The management of enterprise risk "is not just about math, financial theory and economics. It is also cultural theory and human behavior," said Robert F. Wolf, staff fellow in risk management at the SOA and a member of the ERM Symposium's program committee.
"Most of the risk is dependent on the decisions and incentives of people--that is what we need to manage. At the end of the day, if we cannot reflect human behavior and biases into our models, the ERM process is not done," Wolf said.
This expansion of risk managers' roles and responsibilities can be seen even in the range of topics and speakers at an event such as the ERM Symposium. This year, for example, the ERM Symposium included a presentation by social anthropologist Michael Thomson, who--together with David Ingram, senior vice president at Willis Re--discussed differing cultural views of risk, and the implications that these differences can have on the effectiveness of risk identification and ERM initiatives.
"If you look back to the first symposium, you will see more mathematical modeling, which is the bread and butter of actuaries," explained Wolf. "What we have migrated to is inclusion and collaboration with other disciplines."
THE TOOLS OF THE TRADE
But even at the cutting edge of their field, chief risk officers also return to face many familiar topics.
The unsatisfactory performance of many financial models has gotten a great deal of attention, for example, during the financial crisis and recession. Risk managers have a tendency to "fall in love" with their models, said Stramaglia.
"They are complicated. We spend a lot of money on them. We have smart people developing them, so they must be right," he said.
As he warned, the real world is always more complex than a model. Risk managers must remember that models are but one tool in their belt and "that we need to combine it with other perspectives and just plain old-fashioned common sense," he said.

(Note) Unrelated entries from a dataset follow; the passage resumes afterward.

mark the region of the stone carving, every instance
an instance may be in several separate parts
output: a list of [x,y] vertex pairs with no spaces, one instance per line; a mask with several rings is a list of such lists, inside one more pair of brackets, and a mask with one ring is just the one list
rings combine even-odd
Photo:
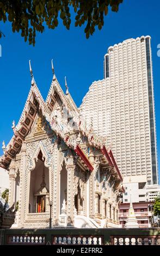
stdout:
[[8,204],[0,199],[0,229],[10,228],[14,223],[16,211],[14,204],[9,208]]

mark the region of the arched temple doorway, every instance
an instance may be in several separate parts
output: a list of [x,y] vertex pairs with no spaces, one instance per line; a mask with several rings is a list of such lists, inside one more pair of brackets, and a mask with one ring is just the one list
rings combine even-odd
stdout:
[[49,172],[40,150],[34,170],[30,172],[29,213],[49,212]]
[[60,214],[66,213],[67,170],[64,162],[60,175]]
[[18,170],[17,172],[16,176],[15,178],[15,181],[14,202],[15,202],[15,206],[16,208],[18,207],[19,202],[20,181],[20,172],[19,172],[19,170]]

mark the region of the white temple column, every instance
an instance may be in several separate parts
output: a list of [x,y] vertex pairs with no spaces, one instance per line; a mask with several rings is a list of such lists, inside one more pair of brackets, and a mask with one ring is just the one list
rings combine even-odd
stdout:
[[15,160],[13,160],[9,167],[9,198],[8,204],[11,207],[14,202],[14,187],[15,187]]
[[[23,227],[24,212],[25,172],[26,169],[26,143],[23,142],[21,148],[21,161],[20,168],[20,198],[19,205],[19,227]],[[29,188],[28,188],[29,190]],[[28,209],[27,209],[28,210]]]
[[[94,166],[94,155],[91,149],[90,148],[90,153],[89,157],[90,163]],[[90,173],[89,176],[89,190],[90,190],[90,197],[89,197],[89,217],[91,218],[95,218],[95,168]]]
[[75,195],[73,193],[74,170],[73,157],[67,157],[67,225],[74,225]]

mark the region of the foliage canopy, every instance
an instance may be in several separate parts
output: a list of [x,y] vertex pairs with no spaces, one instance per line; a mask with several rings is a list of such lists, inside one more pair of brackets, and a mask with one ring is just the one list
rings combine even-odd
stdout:
[[[70,29],[71,10],[76,14],[75,26],[85,23],[87,38],[93,35],[97,26],[101,29],[104,16],[110,5],[113,11],[118,11],[123,0],[0,0],[0,21],[11,23],[12,31],[21,33],[24,41],[35,45],[36,32],[42,33],[45,24],[54,29],[58,19]],[[0,31],[0,38],[3,33]]]

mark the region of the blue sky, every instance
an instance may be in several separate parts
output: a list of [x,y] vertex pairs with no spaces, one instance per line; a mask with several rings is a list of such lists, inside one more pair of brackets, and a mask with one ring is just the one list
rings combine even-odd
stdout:
[[[69,91],[79,106],[89,87],[103,77],[103,56],[108,47],[125,39],[150,35],[153,69],[158,155],[160,160],[160,1],[124,0],[118,13],[109,10],[104,26],[85,39],[84,27],[70,31],[60,23],[56,29],[46,29],[38,34],[35,46],[24,42],[20,34],[11,32],[10,23],[0,23],[5,35],[0,40],[2,56],[0,57],[0,145],[8,143],[13,135],[12,121],[17,123],[30,87],[29,59],[36,84],[46,99],[52,78],[51,59],[58,80],[65,89],[66,76]],[[1,146],[0,155],[2,154]]]

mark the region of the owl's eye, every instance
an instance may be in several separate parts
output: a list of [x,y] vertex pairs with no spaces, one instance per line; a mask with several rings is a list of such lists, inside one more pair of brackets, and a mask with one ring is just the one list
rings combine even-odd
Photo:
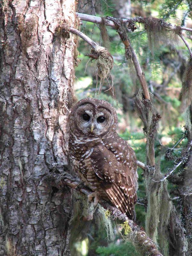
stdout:
[[105,120],[105,117],[104,116],[99,116],[97,119],[97,121],[99,123],[103,123]]
[[90,116],[87,114],[84,114],[83,118],[85,121],[88,121],[90,119]]

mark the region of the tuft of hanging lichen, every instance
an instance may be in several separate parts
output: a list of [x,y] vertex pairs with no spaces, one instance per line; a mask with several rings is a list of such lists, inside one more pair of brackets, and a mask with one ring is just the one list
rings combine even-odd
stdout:
[[105,25],[106,20],[103,17],[101,18],[102,23],[100,25],[101,35],[103,43],[103,45],[110,51],[110,43],[109,38],[107,33]]
[[182,107],[185,108],[192,100],[192,59],[190,58],[185,69],[181,93]]
[[98,55],[95,62],[97,72],[101,79],[104,79],[113,68],[113,57],[107,49],[102,46],[97,46],[92,49],[91,53]]
[[149,47],[152,50],[158,47],[161,41],[172,44],[177,43],[178,35],[180,31],[180,26],[175,26],[174,29],[171,24],[162,19],[153,17],[144,18],[145,29],[147,33]]
[[95,217],[97,222],[101,227],[104,227],[107,232],[107,237],[111,240],[114,239],[114,231],[111,220],[107,211],[100,204],[98,204],[97,214]]

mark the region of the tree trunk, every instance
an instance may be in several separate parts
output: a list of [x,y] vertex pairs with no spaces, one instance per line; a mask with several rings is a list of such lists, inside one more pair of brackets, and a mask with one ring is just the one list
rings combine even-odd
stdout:
[[0,8],[0,255],[69,255],[71,196],[43,181],[68,165],[75,0]]

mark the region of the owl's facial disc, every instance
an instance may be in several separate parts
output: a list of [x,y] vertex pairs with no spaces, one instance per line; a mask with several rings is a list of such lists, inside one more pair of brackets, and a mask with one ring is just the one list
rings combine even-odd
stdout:
[[87,104],[77,109],[77,125],[82,133],[98,136],[108,131],[114,123],[109,110]]

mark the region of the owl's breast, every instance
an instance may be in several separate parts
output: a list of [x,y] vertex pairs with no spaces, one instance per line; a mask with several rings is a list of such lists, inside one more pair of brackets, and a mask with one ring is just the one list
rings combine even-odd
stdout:
[[88,143],[82,142],[78,143],[75,141],[74,143],[70,143],[71,159],[75,170],[84,183],[94,191],[100,186],[90,157],[93,151],[95,145],[93,145],[92,141]]

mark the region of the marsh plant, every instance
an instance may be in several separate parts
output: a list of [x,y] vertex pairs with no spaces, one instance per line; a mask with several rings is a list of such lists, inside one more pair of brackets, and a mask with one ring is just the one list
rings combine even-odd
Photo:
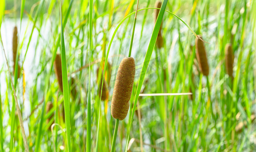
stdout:
[[256,1],[0,0],[0,151],[256,151]]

But what should risk managers replace models with?
"My experience is that boards and the industry and management are asking for greater transparency of data analysis, not necessarily more sophisticated models," said Saksena.

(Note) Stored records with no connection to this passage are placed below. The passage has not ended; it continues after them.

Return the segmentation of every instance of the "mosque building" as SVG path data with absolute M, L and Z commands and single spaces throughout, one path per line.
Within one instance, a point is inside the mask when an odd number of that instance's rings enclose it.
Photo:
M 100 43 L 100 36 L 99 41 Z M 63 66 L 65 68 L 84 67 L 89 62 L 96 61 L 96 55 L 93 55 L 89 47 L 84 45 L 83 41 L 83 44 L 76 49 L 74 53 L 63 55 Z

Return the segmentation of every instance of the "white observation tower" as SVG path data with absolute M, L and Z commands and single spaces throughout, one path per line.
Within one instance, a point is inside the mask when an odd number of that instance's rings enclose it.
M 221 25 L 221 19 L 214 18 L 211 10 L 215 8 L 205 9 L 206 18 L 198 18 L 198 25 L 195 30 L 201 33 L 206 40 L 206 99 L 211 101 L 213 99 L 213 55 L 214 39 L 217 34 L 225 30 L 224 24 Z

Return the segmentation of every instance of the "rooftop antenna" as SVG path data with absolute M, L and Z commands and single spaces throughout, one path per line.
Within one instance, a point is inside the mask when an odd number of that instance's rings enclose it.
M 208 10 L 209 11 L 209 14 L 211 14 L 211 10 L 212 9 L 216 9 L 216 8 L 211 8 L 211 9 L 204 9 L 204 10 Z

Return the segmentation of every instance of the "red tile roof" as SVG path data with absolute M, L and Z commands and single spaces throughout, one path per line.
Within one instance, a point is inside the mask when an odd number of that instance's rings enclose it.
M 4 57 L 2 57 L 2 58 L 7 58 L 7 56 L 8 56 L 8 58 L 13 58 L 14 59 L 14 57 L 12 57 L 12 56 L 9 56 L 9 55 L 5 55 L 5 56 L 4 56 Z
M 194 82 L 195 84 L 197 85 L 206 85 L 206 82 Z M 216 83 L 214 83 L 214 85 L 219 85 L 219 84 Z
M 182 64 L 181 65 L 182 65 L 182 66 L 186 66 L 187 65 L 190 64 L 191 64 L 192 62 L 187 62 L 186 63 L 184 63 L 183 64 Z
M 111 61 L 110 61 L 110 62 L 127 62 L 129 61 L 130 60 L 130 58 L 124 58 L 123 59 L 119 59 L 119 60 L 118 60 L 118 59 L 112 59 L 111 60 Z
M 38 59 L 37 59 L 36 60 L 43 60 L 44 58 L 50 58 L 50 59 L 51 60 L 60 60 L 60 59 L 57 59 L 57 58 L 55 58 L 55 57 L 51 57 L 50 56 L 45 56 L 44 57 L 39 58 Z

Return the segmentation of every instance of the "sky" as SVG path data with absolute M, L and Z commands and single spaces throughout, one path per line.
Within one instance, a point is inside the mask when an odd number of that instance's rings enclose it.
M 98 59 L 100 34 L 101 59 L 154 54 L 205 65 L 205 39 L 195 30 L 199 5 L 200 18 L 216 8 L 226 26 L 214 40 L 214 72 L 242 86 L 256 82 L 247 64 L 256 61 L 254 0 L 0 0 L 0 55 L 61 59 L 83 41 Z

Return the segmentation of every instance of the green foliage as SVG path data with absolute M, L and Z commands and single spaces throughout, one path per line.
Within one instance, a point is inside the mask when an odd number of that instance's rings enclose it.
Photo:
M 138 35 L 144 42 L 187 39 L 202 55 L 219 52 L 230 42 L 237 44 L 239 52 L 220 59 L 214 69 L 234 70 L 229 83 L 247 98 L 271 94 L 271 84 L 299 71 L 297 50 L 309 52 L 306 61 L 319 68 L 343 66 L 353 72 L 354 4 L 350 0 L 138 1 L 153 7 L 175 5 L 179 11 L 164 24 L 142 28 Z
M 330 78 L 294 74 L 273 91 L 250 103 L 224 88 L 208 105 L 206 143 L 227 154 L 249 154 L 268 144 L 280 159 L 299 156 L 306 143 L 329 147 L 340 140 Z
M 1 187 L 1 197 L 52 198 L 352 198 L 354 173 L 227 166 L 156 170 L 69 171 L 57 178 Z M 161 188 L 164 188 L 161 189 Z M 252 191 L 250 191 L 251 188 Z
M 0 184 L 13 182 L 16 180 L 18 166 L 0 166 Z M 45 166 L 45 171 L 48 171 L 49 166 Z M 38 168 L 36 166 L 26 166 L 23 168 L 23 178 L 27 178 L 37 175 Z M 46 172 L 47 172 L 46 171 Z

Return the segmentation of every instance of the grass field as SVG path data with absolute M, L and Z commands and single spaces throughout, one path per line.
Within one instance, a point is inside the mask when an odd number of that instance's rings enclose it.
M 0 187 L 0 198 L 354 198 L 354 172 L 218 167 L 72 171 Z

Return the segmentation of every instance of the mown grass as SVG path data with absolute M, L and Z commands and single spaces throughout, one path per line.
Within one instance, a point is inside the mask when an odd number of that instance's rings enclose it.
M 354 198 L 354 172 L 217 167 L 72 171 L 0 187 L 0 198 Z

Other traditional tools for monitoring risks have also been called into question.
"Everyone has a red, yellow, green report," said Saksena, "and I believe that companies do not run into trouble because of the reds. You get into trouble when greens turn to red without you knowing it."
Saksena recalled a report he used to put together that said "Mind Your Greens." The report was meant to encourage conversation within the organization about things believed to be going well.

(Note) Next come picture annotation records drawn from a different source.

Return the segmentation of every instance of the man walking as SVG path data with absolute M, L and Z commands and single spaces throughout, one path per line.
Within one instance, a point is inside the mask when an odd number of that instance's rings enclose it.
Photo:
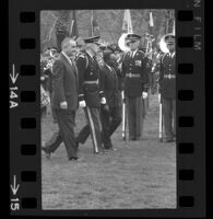
M 106 108 L 106 105 L 104 105 L 100 108 L 103 142 L 106 150 L 115 150 L 110 136 L 121 123 L 121 100 L 118 90 L 118 76 L 114 56 L 111 50 L 104 50 L 104 65 L 100 68 L 100 78 L 108 106 L 108 108 Z
M 173 142 L 176 138 L 176 70 L 175 70 L 175 36 L 167 34 L 165 42 L 169 53 L 161 59 L 159 93 L 165 127 L 165 141 Z
M 74 136 L 74 119 L 78 108 L 78 71 L 70 57 L 76 53 L 76 43 L 67 37 L 61 43 L 61 54 L 52 68 L 52 110 L 55 112 L 59 132 L 43 147 L 47 157 L 63 141 L 68 159 L 78 160 Z

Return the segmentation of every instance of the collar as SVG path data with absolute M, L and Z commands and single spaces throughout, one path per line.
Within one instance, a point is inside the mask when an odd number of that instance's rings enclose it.
M 133 51 L 130 51 L 130 54 L 133 54 L 132 57 L 134 57 L 134 55 L 137 54 L 138 50 L 139 50 L 139 49 L 135 49 L 135 50 L 133 50 Z
M 93 56 L 92 56 L 92 54 L 91 54 L 88 50 L 86 50 L 86 54 L 88 54 L 88 56 L 90 56 L 92 59 L 94 59 Z

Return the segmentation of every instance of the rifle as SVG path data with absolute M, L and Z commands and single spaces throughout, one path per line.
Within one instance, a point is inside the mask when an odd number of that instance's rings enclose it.
M 122 96 L 122 140 L 126 140 L 127 118 L 126 118 L 126 99 L 125 99 L 125 91 L 121 91 L 121 96 Z
M 162 114 L 162 95 L 158 93 L 159 103 L 159 141 L 163 142 L 163 114 Z

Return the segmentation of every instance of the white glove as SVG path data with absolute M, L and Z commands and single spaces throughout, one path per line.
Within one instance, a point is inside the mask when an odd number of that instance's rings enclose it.
M 158 103 L 161 103 L 161 94 L 158 94 Z
M 80 105 L 81 107 L 86 107 L 86 102 L 85 102 L 85 101 L 80 101 L 80 102 L 79 102 L 79 105 Z
M 62 110 L 68 110 L 68 102 L 67 102 L 67 101 L 61 102 L 61 103 L 60 103 L 60 107 L 61 107 Z
M 147 97 L 147 92 L 143 92 L 142 96 L 143 96 L 143 99 L 146 99 Z
M 100 103 L 102 103 L 102 104 L 106 104 L 106 99 L 105 99 L 105 97 L 102 97 L 102 99 L 100 99 Z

"It gave me an opportunity to ask: 'Tell me, under what circumstances would you fall off the cliff. It has been green for two years. What will make it break?' " he said.
However, as valuable as a Mind Your Greens report can be, Saksena warned, "I caution you, it will not make you popular."
In light of issues that arose during the crisis, risk managers might also consider "turning the traditional stress testing approach on its head," suggested Stramaglia.
"Instead of starting with the scenario and determining its impact," he said, "take the approach of starting with an end result that, by definition, puts the organization under a lot of stress, then back into the types of scenarios that can give rise to that. It opens up the range of possibilities. It is an approach that some stakeholders--the board in particular--really connected with, more than some of the more traditional approaches to stress testing."